Gillespie developed two different, but equivalent formulations; the direct method and the first reaction method. Below is a summary of the steps to run the algorithm (math omitted):

  1. Initialization: Initialize the number of molecules in the system, reactions constants, and random number generators.
  2. Monte Carlo step: Generate random numbers to determine the next reaction to occur as well as the time interval. The probability of a given reaction to be chosen is proportional to the number of substrate molecules.
  3. Update: Increase the time step by the randomly generated time in Step 2. Update the molecule count based on the reaction that occurred.
  4. Iterate: Go back to Step 2 unless the number of reactants is zero or the simulation time has been exceeded.

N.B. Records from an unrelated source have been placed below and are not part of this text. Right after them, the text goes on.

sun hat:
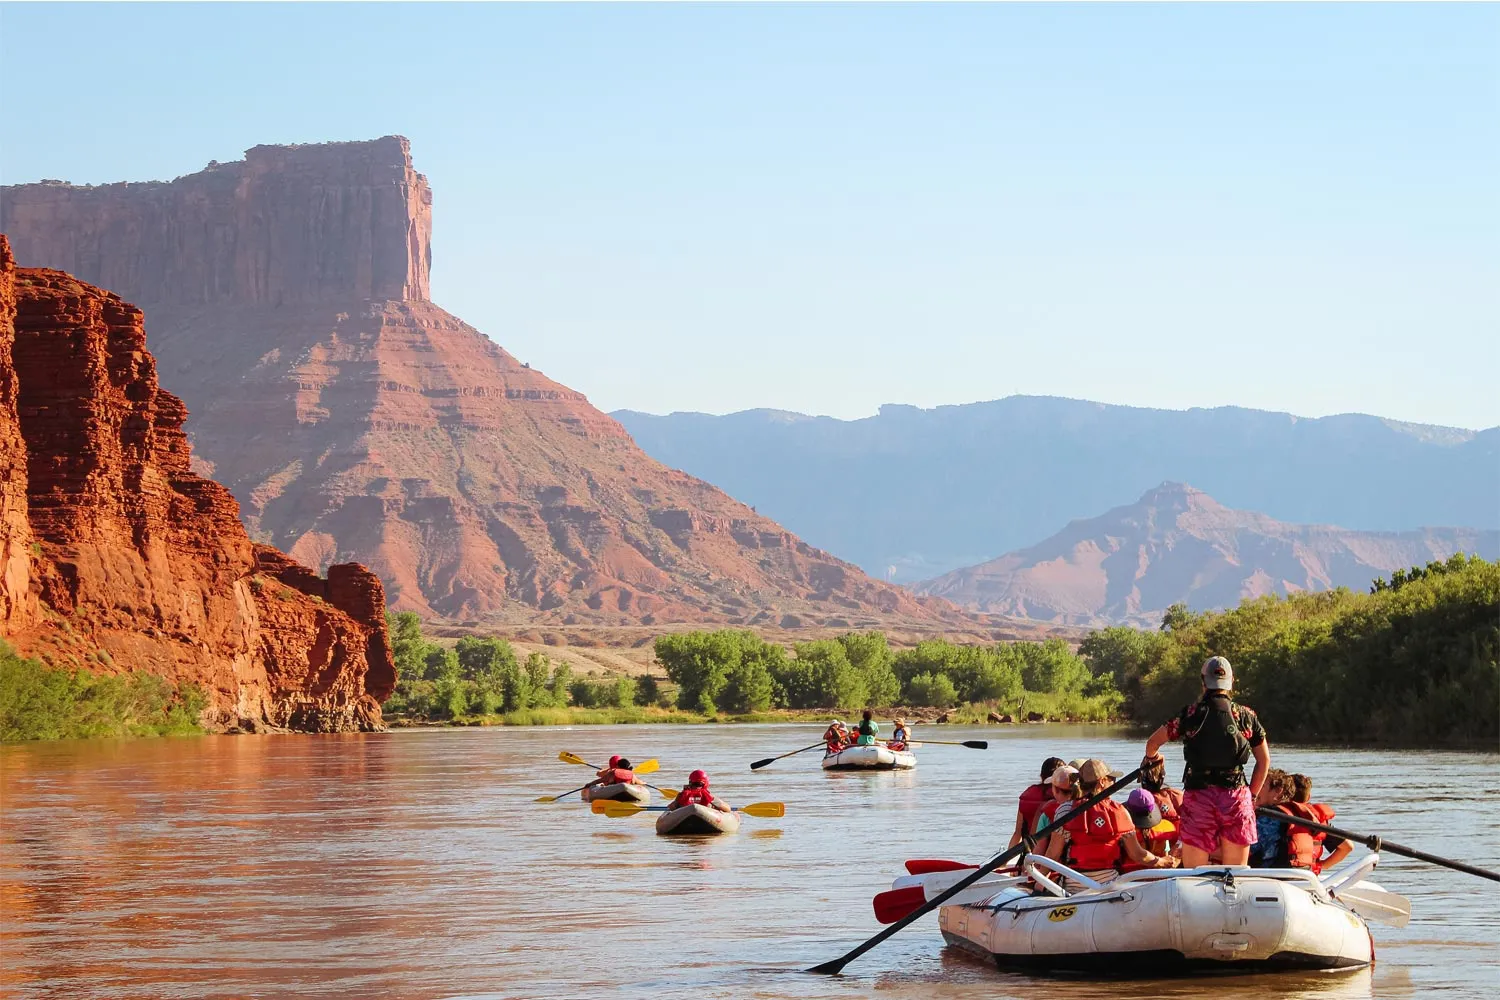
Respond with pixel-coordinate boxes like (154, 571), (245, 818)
(1049, 765), (1080, 789)
(1124, 789), (1162, 828)
(1202, 656), (1234, 691)
(1078, 758), (1122, 785)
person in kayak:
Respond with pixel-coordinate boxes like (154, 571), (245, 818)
(1121, 789), (1180, 869)
(1275, 774), (1351, 872)
(1249, 769), (1294, 867)
(1009, 756), (1067, 849)
(854, 709), (879, 746)
(887, 718), (912, 751)
(671, 769), (732, 814)
(585, 755), (642, 792)
(1143, 656), (1270, 869)
(1048, 759), (1176, 881)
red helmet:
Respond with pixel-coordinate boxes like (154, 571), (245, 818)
(688, 769), (709, 786)
(607, 755), (622, 768)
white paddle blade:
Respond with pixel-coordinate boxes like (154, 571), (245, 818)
(1337, 884), (1411, 928)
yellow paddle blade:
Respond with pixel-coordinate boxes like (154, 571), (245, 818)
(658, 786), (677, 799)
(739, 802), (786, 818)
(592, 801), (649, 817)
(558, 751), (592, 767)
(534, 795), (560, 803)
(633, 759), (659, 775)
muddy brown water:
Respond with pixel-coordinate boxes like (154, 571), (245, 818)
(1, 724), (1495, 999)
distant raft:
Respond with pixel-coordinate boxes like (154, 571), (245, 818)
(821, 744), (917, 771)
(581, 782), (651, 804)
(654, 803), (742, 836)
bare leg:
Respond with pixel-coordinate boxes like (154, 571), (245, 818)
(1218, 840), (1251, 866)
(1181, 844), (1210, 868)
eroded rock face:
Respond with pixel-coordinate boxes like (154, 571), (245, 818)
(0, 236), (393, 732)
(2, 139), (962, 629)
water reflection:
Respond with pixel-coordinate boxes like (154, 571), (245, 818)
(1, 726), (1495, 1000)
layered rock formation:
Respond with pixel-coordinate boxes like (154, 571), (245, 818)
(0, 236), (394, 731)
(1, 139), (959, 628)
(917, 482), (1499, 627)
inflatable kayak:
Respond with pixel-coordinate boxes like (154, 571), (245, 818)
(581, 782), (651, 804)
(937, 855), (1383, 975)
(821, 744), (916, 770)
(654, 803), (741, 836)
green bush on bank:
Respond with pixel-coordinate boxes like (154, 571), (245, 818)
(0, 642), (207, 741)
(1079, 553), (1499, 745)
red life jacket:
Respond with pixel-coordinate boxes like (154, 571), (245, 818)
(1064, 800), (1133, 870)
(1018, 782), (1050, 832)
(1281, 801), (1334, 871)
(603, 768), (635, 786)
(1119, 820), (1177, 872)
(1154, 786), (1184, 823)
(674, 785), (714, 808)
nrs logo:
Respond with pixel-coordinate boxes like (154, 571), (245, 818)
(1047, 906), (1077, 922)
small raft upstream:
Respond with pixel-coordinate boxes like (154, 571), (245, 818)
(654, 803), (741, 836)
(822, 744), (916, 771)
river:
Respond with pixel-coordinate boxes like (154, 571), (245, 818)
(1, 724), (1495, 999)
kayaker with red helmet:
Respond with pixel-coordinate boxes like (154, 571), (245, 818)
(585, 755), (641, 791)
(1143, 656), (1271, 869)
(672, 769), (732, 813)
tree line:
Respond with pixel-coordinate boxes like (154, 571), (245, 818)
(1079, 553), (1498, 745)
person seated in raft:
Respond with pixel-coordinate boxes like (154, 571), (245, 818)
(1119, 789), (1182, 871)
(854, 709), (879, 746)
(671, 769), (732, 813)
(1248, 769), (1294, 867)
(586, 755), (641, 790)
(823, 721), (849, 753)
(886, 719), (911, 752)
(1139, 752), (1185, 827)
(1009, 756), (1067, 849)
(1047, 759), (1176, 882)
(1273, 774), (1352, 873)
(1030, 764), (1082, 858)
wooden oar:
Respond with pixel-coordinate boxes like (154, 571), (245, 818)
(750, 741), (825, 770)
(592, 800), (786, 818)
(808, 766), (1143, 974)
(1256, 807), (1500, 883)
(880, 739), (987, 750)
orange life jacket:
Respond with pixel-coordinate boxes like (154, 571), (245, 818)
(1063, 800), (1133, 870)
(674, 785), (714, 808)
(1119, 820), (1177, 872)
(1281, 801), (1335, 871)
(603, 768), (635, 786)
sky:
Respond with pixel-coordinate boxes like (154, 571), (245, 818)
(2, 3), (1496, 429)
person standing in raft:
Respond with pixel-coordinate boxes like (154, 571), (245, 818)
(671, 769), (732, 814)
(1143, 656), (1270, 868)
(854, 709), (879, 746)
(586, 755), (642, 792)
(1009, 756), (1067, 849)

The algorithm is computationally expensive and thus many modifications and adaptations exist, including the next reaction method (Gibson & Bruck), tau-leaping, as well as hybrid techniques where abundant reactants are modeled with deterministic behavior. Adapted techniques generally compromise the exactitude of the theory behind the algorithm as it connects to the Master equation, but offer reasonable realizations for greatly improved timescales. The computational cost of exact versions of the algorithm is determined by the coupling class of the reaction network. In weakly coupled networks, the number of reactions that is influenced by any other reaction is bounded by a small constant. In strongly coupled networks, a single reaction firing can in principle affect all other reactions. An exact version of the algorithm with constant-time scaling for weakly coupled networks has been developed, enabling efficient simulation of systems with very large numbers of reaction channels (Slepoy Thompson Plimpton 2008). The generalized Gillespie algorithm that accounts for the non-Markovian properties of random biochemical events with delay has been developed by Bratsun et al. 2005 and independently Barrio et al. 2006, as well as (Cai 2007). See the articles cited below for details.

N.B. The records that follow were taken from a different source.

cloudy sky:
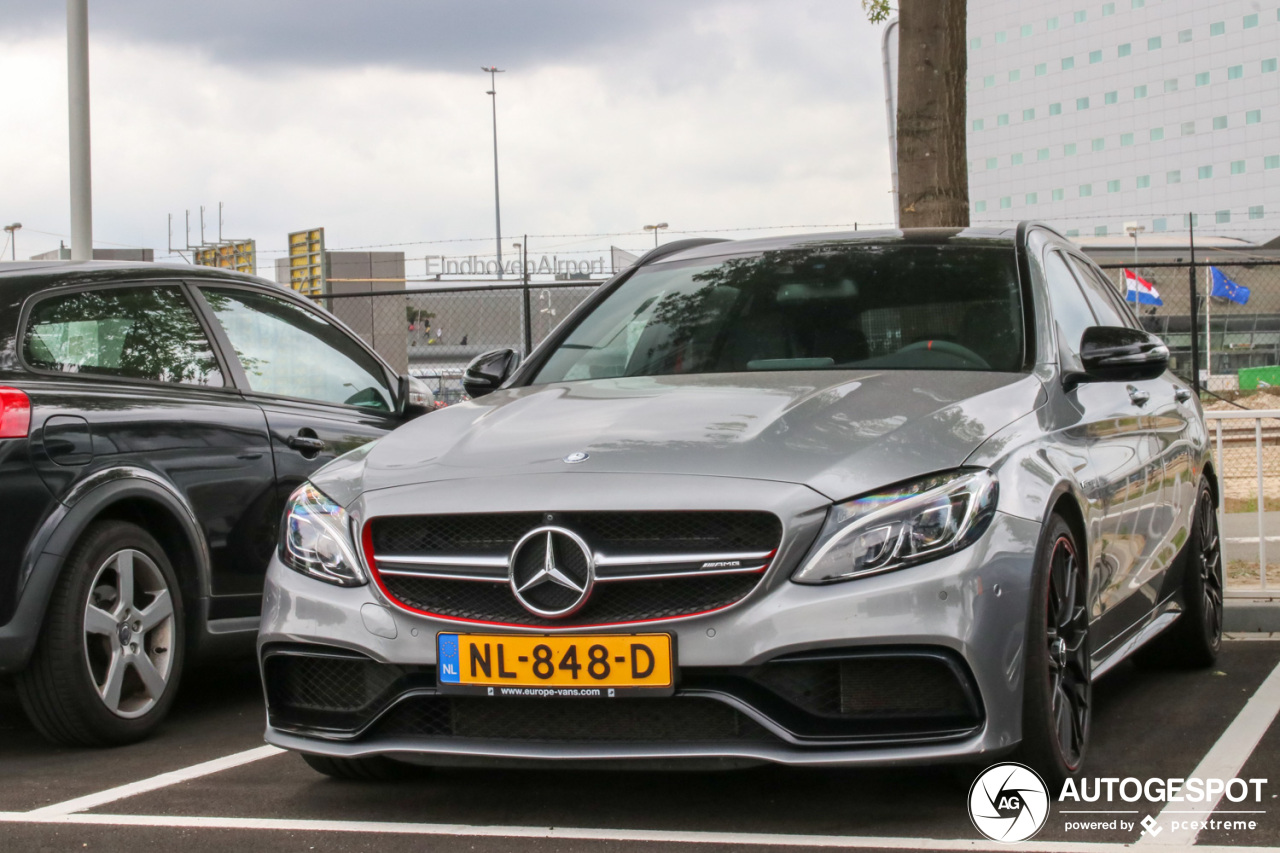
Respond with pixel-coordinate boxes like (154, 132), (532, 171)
(0, 1), (894, 274)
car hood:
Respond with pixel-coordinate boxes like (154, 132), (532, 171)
(342, 371), (1044, 502)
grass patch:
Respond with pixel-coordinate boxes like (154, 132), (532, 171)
(1226, 560), (1279, 588)
(1223, 496), (1280, 514)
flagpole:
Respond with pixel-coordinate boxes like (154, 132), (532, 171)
(1188, 215), (1199, 396)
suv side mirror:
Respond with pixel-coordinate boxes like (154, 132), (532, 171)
(398, 375), (436, 419)
(1067, 326), (1169, 389)
(463, 349), (519, 399)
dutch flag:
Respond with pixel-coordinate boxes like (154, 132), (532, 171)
(1124, 268), (1163, 306)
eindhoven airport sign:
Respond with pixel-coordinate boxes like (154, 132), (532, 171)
(424, 254), (614, 277)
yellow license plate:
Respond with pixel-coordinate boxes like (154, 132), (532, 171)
(436, 633), (674, 696)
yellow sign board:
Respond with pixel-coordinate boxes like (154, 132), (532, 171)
(287, 228), (326, 296)
(193, 240), (256, 275)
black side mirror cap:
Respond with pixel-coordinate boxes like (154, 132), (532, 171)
(1065, 326), (1170, 390)
(463, 349), (519, 399)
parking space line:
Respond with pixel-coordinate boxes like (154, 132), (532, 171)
(0, 811), (1275, 852)
(1140, 658), (1280, 846)
(23, 745), (284, 817)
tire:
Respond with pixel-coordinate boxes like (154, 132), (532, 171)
(1015, 514), (1091, 789)
(300, 752), (423, 781)
(16, 521), (185, 747)
(1135, 478), (1223, 669)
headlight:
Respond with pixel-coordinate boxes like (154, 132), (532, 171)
(792, 469), (998, 584)
(280, 483), (368, 587)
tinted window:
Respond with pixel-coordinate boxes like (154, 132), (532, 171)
(23, 286), (224, 386)
(202, 288), (393, 411)
(533, 244), (1025, 382)
(1065, 255), (1130, 327)
(1042, 251), (1097, 359)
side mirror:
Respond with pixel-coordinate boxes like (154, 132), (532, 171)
(397, 375), (436, 419)
(1067, 326), (1169, 389)
(463, 349), (519, 399)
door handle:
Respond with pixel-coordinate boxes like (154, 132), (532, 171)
(286, 434), (327, 453)
(1174, 387), (1192, 403)
(1127, 385), (1150, 407)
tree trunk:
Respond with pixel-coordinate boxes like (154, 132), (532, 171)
(896, 0), (969, 228)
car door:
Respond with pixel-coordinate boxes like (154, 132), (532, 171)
(1040, 248), (1155, 650)
(19, 281), (277, 622)
(192, 285), (401, 539)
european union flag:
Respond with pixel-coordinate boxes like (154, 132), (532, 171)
(1210, 266), (1250, 305)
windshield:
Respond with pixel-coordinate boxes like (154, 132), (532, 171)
(533, 243), (1025, 383)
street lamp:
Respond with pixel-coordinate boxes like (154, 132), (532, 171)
(1124, 221), (1145, 272)
(482, 66), (505, 279)
(643, 222), (668, 248)
(3, 223), (21, 260)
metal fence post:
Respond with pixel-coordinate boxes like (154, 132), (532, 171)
(522, 233), (533, 356)
(1187, 216), (1200, 395)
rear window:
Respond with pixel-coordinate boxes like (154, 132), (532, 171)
(23, 285), (224, 386)
(533, 243), (1025, 383)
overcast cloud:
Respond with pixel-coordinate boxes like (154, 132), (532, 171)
(0, 1), (893, 270)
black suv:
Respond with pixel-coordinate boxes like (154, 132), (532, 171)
(0, 261), (429, 745)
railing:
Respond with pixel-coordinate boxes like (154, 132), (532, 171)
(1205, 409), (1280, 598)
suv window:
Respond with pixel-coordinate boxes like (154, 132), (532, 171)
(1041, 250), (1097, 360)
(23, 285), (224, 386)
(1065, 255), (1131, 328)
(201, 288), (393, 411)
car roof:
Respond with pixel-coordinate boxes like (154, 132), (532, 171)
(0, 260), (279, 291)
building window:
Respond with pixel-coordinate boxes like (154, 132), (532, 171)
(1216, 210), (1231, 224)
(1105, 91), (1118, 104)
(1231, 160), (1245, 174)
(1107, 179), (1121, 193)
(1047, 16), (1059, 30)
(996, 31), (1007, 44)
(1150, 127), (1164, 141)
(984, 74), (996, 88)
(1246, 110), (1261, 124)
(998, 113), (1009, 126)
(986, 157), (998, 169)
(975, 201), (987, 213)
(1095, 226), (1108, 236)
(1009, 69), (1021, 82)
(1038, 148), (1050, 161)
(1065, 142), (1077, 156)
(973, 118), (984, 131)
(1210, 21), (1225, 36)
(1244, 14), (1258, 29)
(1050, 102), (1062, 115)
(1134, 84), (1147, 98)
(1066, 230), (1080, 238)
(1026, 192), (1038, 204)
(1103, 3), (1115, 15)
(1153, 218), (1167, 232)
(970, 37), (981, 50)
(1196, 72), (1210, 86)
(1228, 65), (1243, 80)
(1118, 43), (1131, 57)
(1132, 0), (1144, 7)
(1011, 153), (1024, 165)
(1021, 24), (1033, 37)
(1023, 108), (1035, 120)
(1136, 174), (1150, 188)
(1165, 78), (1180, 92)
(1074, 10), (1086, 23)
(1062, 56), (1075, 70)
(1092, 137), (1105, 151)
(1184, 213), (1198, 228)
(1213, 116), (1227, 130)
(1121, 132), (1134, 146)
(1181, 121), (1195, 135)
(1000, 196), (1012, 209)
(1079, 184), (1093, 197)
(1250, 206), (1265, 220)
(1035, 62), (1047, 76)
(1263, 59), (1278, 73)
(1178, 29), (1192, 43)
(1077, 97), (1090, 110)
(1198, 165), (1213, 179)
(1167, 170), (1181, 183)
(1148, 36), (1161, 50)
(1052, 188), (1065, 201)
(1267, 155), (1280, 170)
(1090, 50), (1103, 64)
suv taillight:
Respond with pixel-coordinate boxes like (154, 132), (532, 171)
(0, 387), (31, 438)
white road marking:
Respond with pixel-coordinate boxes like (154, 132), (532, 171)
(0, 811), (1275, 852)
(1139, 658), (1280, 846)
(24, 745), (284, 817)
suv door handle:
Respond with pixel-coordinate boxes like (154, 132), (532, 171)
(1175, 387), (1192, 403)
(286, 434), (326, 453)
(1127, 385), (1150, 407)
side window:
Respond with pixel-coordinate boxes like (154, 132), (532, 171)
(23, 285), (224, 386)
(1065, 255), (1132, 328)
(201, 288), (394, 411)
(1041, 250), (1097, 361)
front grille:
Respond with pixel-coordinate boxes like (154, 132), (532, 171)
(382, 572), (761, 626)
(263, 649), (429, 733)
(373, 513), (543, 557)
(373, 695), (776, 743)
(751, 655), (978, 719)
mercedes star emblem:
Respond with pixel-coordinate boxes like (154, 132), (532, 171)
(508, 526), (595, 618)
(563, 451), (589, 463)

Partial-propensity formulations as developed by Ramaswamy et al. (2009, 2010), and later independently rediscovered by Indurkhya and Beal (2010), are available to construct a family of exact versions of the algorithm whose computational cost is proportional to the number of chemical species in the network, rather than the (larger) number of reactions. These formulations can reduce the computational cost to constant-time scaling for weakly coupled networks and to scale at most linearly with the number of species for strongly coupled networks. A partial-propensity variant of the generalized Gillespie algorithm for reactions with delays has also been proposed (Ramaswamy Sbalzarini 2011). The use of partial-propensity methods is limited to elementary chemical reactions, i.e., reactions with at most two different reactants. Every non-elementary chemical reaction can be equivalently decomposed into a set of elementary ones, at the expense of a linear (in the order of the reaction) increase in network size.